Ao chegar ao final dessa nossa conversa de hoje, com a experiência de Moisés nos damos conta, de forma renovada, do quanto a missão é Missio Dei. E, graças a Deus por isso. Porque é somente sendo de Deus que ela pode ser missão de esperança. Missão que traz ao futuro uma coloração de novidade de vida...de terra que mana leite e mel.
O texto no entanto nos lembra também da força e da radicalidade do chamado de Deus. Quando, pois, Deus nos chama, tudo o que nos resta fazer é tirar as sandálias dos nossos pés. É por isso que missão se faz de pés descalços. E, até disso Moisés precisa ser lembrado: “tira as sandálias dos pés, porque o lugar em que estás é terra santa”, diz o Senhor.
II. QUEM SOU EU, Ó DEUS?
Então disse Moisés a Deus: Quem sou eu para ir a Faraó e tirar
do Egito os filhos de Israel? Deus lhe respondeu: Eu serei contigo;
e este será o sinal de que eu te enviei: depois de haveres tirado o
o povo do Egito, servireis a Deus neste monte...
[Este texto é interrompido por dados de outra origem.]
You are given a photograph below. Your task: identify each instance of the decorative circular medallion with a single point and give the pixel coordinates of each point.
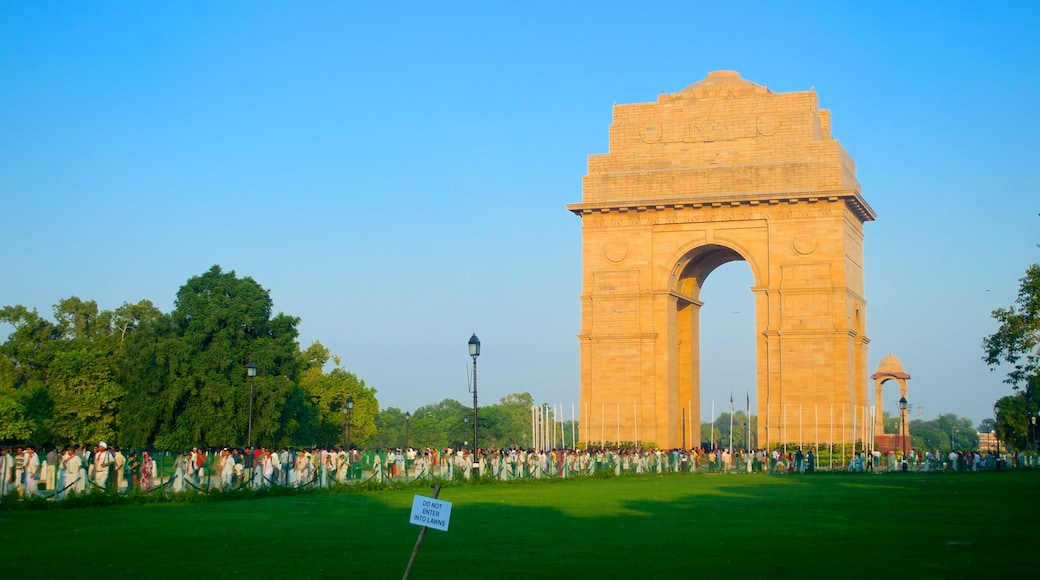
(616, 251)
(768, 126)
(650, 134)
(804, 244)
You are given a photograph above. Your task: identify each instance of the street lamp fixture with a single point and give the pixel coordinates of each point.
(347, 412)
(251, 371)
(474, 351)
(408, 420)
(996, 430)
(903, 429)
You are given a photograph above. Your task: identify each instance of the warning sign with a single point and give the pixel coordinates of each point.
(431, 512)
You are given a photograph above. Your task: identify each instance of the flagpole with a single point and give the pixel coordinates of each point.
(750, 426)
(831, 445)
(712, 424)
(731, 423)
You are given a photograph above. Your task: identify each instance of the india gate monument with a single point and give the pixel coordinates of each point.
(725, 169)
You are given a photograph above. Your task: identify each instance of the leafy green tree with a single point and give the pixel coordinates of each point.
(199, 386)
(1015, 420)
(1017, 340)
(327, 394)
(944, 432)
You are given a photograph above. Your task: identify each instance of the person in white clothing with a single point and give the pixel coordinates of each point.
(31, 467)
(226, 468)
(102, 458)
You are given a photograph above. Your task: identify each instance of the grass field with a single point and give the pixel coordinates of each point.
(741, 526)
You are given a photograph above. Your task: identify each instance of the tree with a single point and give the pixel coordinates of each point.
(1015, 418)
(198, 384)
(1017, 340)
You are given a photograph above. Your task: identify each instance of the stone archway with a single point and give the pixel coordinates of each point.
(723, 170)
(889, 369)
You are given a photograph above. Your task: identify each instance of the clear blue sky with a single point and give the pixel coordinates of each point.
(396, 175)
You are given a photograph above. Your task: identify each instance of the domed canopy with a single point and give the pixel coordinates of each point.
(890, 367)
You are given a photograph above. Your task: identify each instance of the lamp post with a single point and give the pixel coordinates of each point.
(251, 371)
(1033, 430)
(996, 430)
(347, 412)
(903, 429)
(474, 351)
(408, 420)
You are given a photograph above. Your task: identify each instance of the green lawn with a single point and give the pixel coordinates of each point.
(741, 526)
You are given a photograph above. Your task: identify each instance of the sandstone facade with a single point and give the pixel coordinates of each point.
(723, 170)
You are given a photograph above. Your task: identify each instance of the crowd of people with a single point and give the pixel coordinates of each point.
(104, 468)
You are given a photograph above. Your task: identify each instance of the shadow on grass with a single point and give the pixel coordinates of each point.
(654, 526)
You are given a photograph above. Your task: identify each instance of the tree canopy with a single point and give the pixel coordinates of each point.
(139, 377)
(1017, 340)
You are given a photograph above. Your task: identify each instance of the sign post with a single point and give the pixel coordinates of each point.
(429, 512)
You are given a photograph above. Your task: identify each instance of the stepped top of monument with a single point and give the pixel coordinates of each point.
(719, 83)
(725, 140)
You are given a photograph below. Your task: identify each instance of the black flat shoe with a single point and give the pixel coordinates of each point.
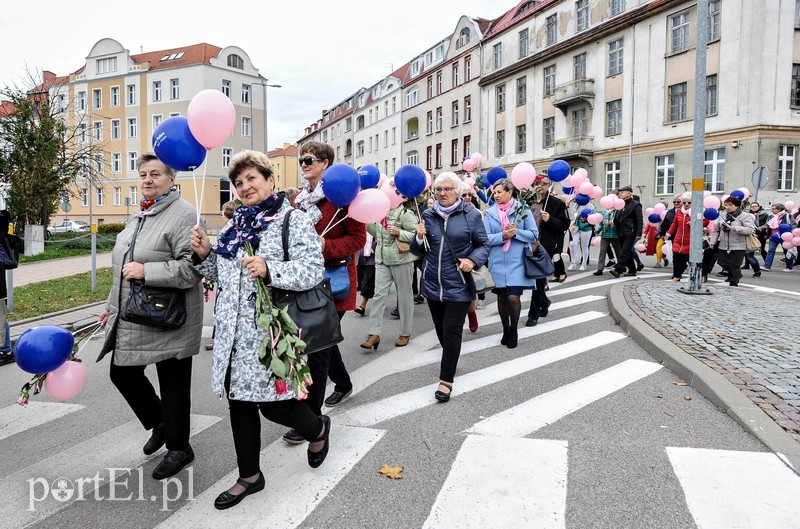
(155, 442)
(226, 500)
(315, 459)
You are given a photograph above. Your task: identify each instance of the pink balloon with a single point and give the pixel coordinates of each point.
(522, 175)
(211, 117)
(370, 205)
(711, 202)
(395, 198)
(67, 381)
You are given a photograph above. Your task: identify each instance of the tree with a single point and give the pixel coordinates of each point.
(40, 156)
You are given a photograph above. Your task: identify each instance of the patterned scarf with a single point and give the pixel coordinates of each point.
(247, 225)
(306, 200)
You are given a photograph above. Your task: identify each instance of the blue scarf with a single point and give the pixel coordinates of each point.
(247, 224)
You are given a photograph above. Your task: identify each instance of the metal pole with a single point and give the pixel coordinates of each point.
(698, 152)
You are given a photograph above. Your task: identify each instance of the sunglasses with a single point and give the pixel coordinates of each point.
(308, 160)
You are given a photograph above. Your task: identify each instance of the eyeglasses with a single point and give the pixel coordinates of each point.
(308, 160)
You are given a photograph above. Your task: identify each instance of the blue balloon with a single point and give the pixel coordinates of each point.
(341, 184)
(370, 176)
(174, 145)
(410, 180)
(43, 349)
(495, 174)
(558, 171)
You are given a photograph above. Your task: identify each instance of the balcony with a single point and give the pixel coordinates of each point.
(575, 147)
(577, 91)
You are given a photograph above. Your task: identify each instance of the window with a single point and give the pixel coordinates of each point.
(548, 132)
(500, 143)
(579, 63)
(711, 95)
(612, 175)
(106, 65)
(786, 156)
(133, 128)
(500, 92)
(522, 138)
(523, 43)
(615, 57)
(582, 12)
(550, 23)
(549, 80)
(614, 118)
(713, 20)
(680, 32)
(665, 174)
(677, 102)
(715, 170)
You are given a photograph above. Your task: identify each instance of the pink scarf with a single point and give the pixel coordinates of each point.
(502, 212)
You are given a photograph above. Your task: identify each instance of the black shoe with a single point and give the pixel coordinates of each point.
(227, 500)
(293, 438)
(156, 440)
(173, 463)
(315, 459)
(337, 397)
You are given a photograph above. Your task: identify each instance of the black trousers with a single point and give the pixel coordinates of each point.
(448, 318)
(324, 364)
(175, 381)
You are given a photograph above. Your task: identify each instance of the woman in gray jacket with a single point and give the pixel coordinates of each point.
(162, 258)
(236, 368)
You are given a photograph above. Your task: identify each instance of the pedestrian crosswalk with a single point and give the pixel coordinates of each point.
(496, 475)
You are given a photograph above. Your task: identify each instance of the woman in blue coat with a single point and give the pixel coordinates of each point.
(510, 227)
(450, 227)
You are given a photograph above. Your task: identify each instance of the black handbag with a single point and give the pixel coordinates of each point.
(313, 310)
(163, 308)
(538, 264)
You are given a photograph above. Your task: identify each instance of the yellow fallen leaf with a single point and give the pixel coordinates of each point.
(391, 472)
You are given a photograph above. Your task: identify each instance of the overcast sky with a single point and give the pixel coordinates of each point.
(319, 51)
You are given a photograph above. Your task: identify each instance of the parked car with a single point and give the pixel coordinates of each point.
(66, 226)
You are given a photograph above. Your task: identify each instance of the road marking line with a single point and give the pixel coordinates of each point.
(415, 399)
(506, 482)
(295, 490)
(119, 448)
(15, 418)
(726, 488)
(547, 408)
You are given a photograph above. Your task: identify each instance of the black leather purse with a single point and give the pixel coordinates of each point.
(313, 311)
(163, 308)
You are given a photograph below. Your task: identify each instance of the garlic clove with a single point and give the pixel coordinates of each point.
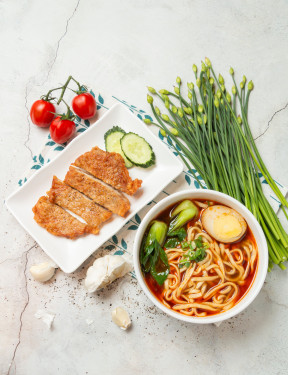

Respondeu Moisés: Mas eis que não crerão, nem acudirão à minha
voz, pois dirão: O senhor não te apareceu. Perguntou-lhe o Senhor:
Que é isso que tens na mão? Respondeu-lhe: Uma vara. Então lhe
disse: Lança-a na terra. Ele a lançou na terra, e ela virou cobra e
Moisés fugia dela. Disse o Senhor a Moisés: Estende a mão, e
pega-lhe pela cauda (estendeu ele a mão, pegou-lhe pela cauda, e
ela se tornou em vara); para que creiam que te apareceu o Senhor,
Deus de seus pais, o Deus de Abraão, o Deus de Isaque e o Deus
de Jacó (Ex 3.11-12; 4.1-5).
Houve quem, conforme o relato dos evangelhos, se achasse pronto para o seguimento a Jesus. Um, de forma eloquente, se ofereceu para fazer parte do grupo: “Seguir-te-ei para onde quer que fores”. Outro também expressou desejo similar, ainda que condicionado: “Seguir-te-ei, Senhor; mas deixa-me primeiro despedir-me dos de casa”. A ambos no entanto, Jesus respondeu com uma palavra quanto ao preço do discipulado. Ao primeiro ele expôs as condições deste caminho, onde não se tem “onde reclinar a cabeça” e ao outro ele deixou claro que esta opção não se pode fazer de forma dividida: “Ninguém que, tendo posto a mão no arado, olha para trás, é apto para o reino de Deus.” (Lc 9.57-62). O fato é que no caminho para o discipulado não há espaço para o auto-oferecimento. A este só se vai vocacionado, convocado...assustado.
Uma das importantes leituras bíblicas tem a ver com a reação de homens e mulheres quando alcançados pelo chamado de Deus. A reação é inevitavelmente de susto e desestabilização. Pedro se descobre pecador (Lc 5.8). Isaías, em reação similar, geme pelo seu pecado e pelo do seu povo (Is 6.5). Jeremias, em estado de susto, regride ao estado infantil: “Ah! Senhor Deus! Eis que não sei falar; porque não passo de uma criança”(Jr 1.6). Mas, me parece que Moisés é o campeão da relutância. Em argumento após argumento ele tenta escapar do cerco de Deus.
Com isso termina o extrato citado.